New Zealand artist (1947–2021)

William Hammond (29 August 1947 – 30 January 2021) was a New Zealand artist who was part of the post-colonial Gothic movement at the end of the 1990s. He lived and worked in Lyttelton. The theme of his works centred around the environment and social justice.

==Early life==
Hammond was born in Christchurch on 29 August 1947. He attended Burnside High School. He went on to study at the Ilam School of Fine Arts of the University of Canterbury from 1966 until 1969. Before embarking on his career in art, he worked in a sign factory, made wooden toys, and was a jewellery designer. He also had a keen interest in music, serving as the percussionist for a jug band called The Band of Hope.

==Career==
Hammond started to exhibit his works in 1980, and went back to painting on a full-time basis one year later. His first solo exhibition was at the Brooke Gifford Gallery in Christchurch in 1982. In March 1987 he showed for the first time at the Peter McLeavey Gallery in Wellington, an exhibition followed by over 20 others.

One of Hammond's best known work was the painting Waiting for Buller (1993). This was in reference to Walter Lawry Buller, the first New Zealander ornithologist who wrote A History of New Zealand Bird s in 1873. Hammond was particularly interested in the contradictions in Buller's life, in how he documented birds while being a hunter and taxidermist. Another noted piece of his was Fall of Icarus (1995), which explores the effects of the colonisation on the country, and is exhibited at Christchurch Art Gallery. The Guardian described this as "his most famous work". His painting Bone Yard, Open Home (2009) was the largest single piece of canvas he painted, with a width of more than four metres.
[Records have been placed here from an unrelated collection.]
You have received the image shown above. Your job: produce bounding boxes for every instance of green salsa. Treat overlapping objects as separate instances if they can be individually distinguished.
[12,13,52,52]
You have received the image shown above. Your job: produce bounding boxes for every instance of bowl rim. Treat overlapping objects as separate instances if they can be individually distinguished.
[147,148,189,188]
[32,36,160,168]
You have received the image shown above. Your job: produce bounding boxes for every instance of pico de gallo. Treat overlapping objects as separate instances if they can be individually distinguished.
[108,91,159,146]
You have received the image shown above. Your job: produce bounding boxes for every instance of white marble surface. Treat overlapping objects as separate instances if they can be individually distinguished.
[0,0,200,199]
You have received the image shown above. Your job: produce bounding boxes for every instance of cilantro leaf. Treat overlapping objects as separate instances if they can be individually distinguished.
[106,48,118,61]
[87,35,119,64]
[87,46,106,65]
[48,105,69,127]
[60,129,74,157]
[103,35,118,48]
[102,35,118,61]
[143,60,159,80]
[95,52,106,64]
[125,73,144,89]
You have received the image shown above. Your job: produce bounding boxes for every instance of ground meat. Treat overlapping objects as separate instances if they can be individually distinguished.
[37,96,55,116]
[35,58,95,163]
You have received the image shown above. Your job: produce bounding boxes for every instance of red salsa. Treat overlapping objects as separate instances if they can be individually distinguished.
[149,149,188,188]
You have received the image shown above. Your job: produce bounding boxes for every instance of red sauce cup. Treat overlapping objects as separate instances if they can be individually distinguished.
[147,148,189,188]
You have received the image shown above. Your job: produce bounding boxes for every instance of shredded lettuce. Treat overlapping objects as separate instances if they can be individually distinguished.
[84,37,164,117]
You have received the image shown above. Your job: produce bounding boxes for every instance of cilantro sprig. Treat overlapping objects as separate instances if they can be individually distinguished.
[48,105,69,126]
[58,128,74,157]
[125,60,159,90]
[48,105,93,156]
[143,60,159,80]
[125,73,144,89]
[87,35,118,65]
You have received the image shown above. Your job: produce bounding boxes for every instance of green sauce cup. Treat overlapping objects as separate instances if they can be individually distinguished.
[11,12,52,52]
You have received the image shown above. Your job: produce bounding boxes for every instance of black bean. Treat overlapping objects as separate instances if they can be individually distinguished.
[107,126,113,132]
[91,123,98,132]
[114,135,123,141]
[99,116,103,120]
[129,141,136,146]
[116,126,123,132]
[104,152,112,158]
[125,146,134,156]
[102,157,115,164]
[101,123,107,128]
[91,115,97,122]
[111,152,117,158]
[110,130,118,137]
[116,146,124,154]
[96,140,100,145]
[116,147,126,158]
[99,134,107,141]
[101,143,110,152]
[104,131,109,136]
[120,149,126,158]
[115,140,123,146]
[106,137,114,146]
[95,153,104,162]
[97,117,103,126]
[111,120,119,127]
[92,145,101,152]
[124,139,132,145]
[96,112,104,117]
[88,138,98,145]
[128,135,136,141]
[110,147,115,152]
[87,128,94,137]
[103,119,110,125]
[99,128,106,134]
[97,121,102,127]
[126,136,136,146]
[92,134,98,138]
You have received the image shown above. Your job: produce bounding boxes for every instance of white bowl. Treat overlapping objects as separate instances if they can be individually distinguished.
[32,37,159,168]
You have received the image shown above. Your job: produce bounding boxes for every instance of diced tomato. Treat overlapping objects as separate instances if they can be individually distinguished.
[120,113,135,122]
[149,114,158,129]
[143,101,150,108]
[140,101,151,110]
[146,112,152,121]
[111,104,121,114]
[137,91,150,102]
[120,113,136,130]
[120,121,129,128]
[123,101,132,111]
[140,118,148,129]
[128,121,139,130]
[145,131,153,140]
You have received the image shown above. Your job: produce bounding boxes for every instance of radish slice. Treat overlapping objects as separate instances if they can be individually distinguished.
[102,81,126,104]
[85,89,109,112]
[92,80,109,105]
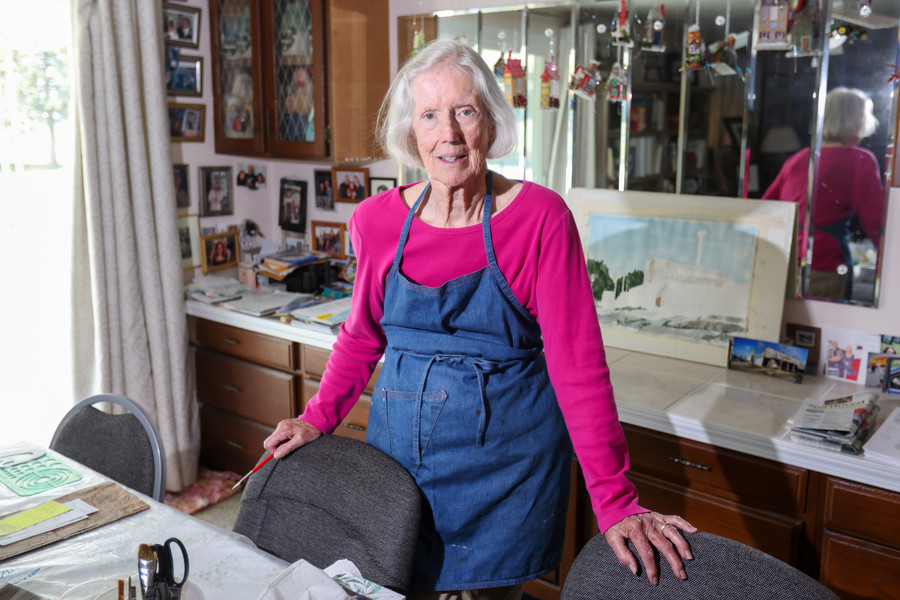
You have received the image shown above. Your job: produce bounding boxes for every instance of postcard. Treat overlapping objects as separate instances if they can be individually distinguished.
[820,327,881,384]
[728,336,809,384]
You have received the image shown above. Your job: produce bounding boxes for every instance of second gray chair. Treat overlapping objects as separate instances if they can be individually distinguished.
[561,529,839,600]
[49,393,167,502]
[233,435,422,593]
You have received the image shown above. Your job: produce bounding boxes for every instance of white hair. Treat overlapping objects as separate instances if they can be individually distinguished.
[823,87,878,143]
[376,39,518,168]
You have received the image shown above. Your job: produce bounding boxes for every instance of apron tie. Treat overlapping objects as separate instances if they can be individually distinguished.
[405,351,499,466]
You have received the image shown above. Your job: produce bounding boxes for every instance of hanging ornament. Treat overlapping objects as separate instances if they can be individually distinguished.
[607,63,627,103]
[611,0,633,47]
[502,51,527,108]
[681,0,704,71]
[789,0,816,56]
[411,14,425,56]
[756,0,792,51]
[494,32,507,78]
[570,60,602,101]
[641,4,666,53]
[540,29,560,110]
[707,0,745,76]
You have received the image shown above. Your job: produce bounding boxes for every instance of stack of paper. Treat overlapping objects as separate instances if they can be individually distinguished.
[290,297,352,333]
[863,407,900,466]
[185,276,250,304]
[257,251,327,281]
[223,290,308,317]
[789,391,880,454]
[0,499,97,546]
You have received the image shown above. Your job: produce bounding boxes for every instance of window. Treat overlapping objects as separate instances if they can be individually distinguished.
[0,0,74,444]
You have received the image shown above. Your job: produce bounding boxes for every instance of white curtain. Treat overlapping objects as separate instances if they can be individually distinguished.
[70,0,198,491]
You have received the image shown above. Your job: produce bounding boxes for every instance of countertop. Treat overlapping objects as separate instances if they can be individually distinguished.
[187,300,900,494]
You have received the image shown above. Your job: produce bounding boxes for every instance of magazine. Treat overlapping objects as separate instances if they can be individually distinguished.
[789,391,880,454]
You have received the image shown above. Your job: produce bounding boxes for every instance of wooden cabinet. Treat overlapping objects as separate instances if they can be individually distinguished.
[208,0,389,163]
[819,477,900,600]
[190,317,302,473]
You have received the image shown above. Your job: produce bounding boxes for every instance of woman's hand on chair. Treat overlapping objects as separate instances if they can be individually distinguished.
[263,418,323,459]
[604,511,697,586]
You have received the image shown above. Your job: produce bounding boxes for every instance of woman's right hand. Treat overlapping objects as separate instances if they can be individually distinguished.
[263,418,323,459]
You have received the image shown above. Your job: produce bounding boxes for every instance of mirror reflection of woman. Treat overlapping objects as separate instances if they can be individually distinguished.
[763,87,885,300]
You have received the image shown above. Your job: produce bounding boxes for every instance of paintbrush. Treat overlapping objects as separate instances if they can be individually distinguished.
[138,543,158,600]
[232,453,274,490]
In 1994, Hammond was the joint Premier Award winners with Luise Fong for the Visa Gold Art Award, the largest art prize in New Zealand at the time.

==Themes==
The overarching theme of Hammond's work was social and environmental issues. Specifically, it touched on the imperiled state of both, as well as the destruction brought on by colonisation. His paintings feature two common themes: references to popular music and gaunt creatures with avian heads and human limbs. The characters in Hammond's paintings, which were often anthropomorphic animals, rarely move away from their natural habitat and are in no hurry. Humans are notably absent from his works during the later part of his career, which was influenced by his visit to the Auckland Islands in 1989. Two signature colours employed by Hammond were emerald green and gold. He was also at the forefront of the Post-colonial Gothic movement. This ultimately became "one of the most influential tendencies in New Zealand painting" at the turn of the 3rd millennium.

==Later life==
Hammond eschewed giving interviews and guarded his privacy. He died in Christchurch on the evening of 30 January 2021, at the age of 73. He was labelled as one of the country's "most influential contemporary painters" by Radio New Zealand.

==Collections==
- Chartwell Collection at the Auckland Art Gallery
- Christchurch Art Gallery
- Fletcher Trust Collection
- Museum of New Zealand
- Sarjeant Gallery
- University of Auckland Art Collection
- Victoria and Albert Museum, London.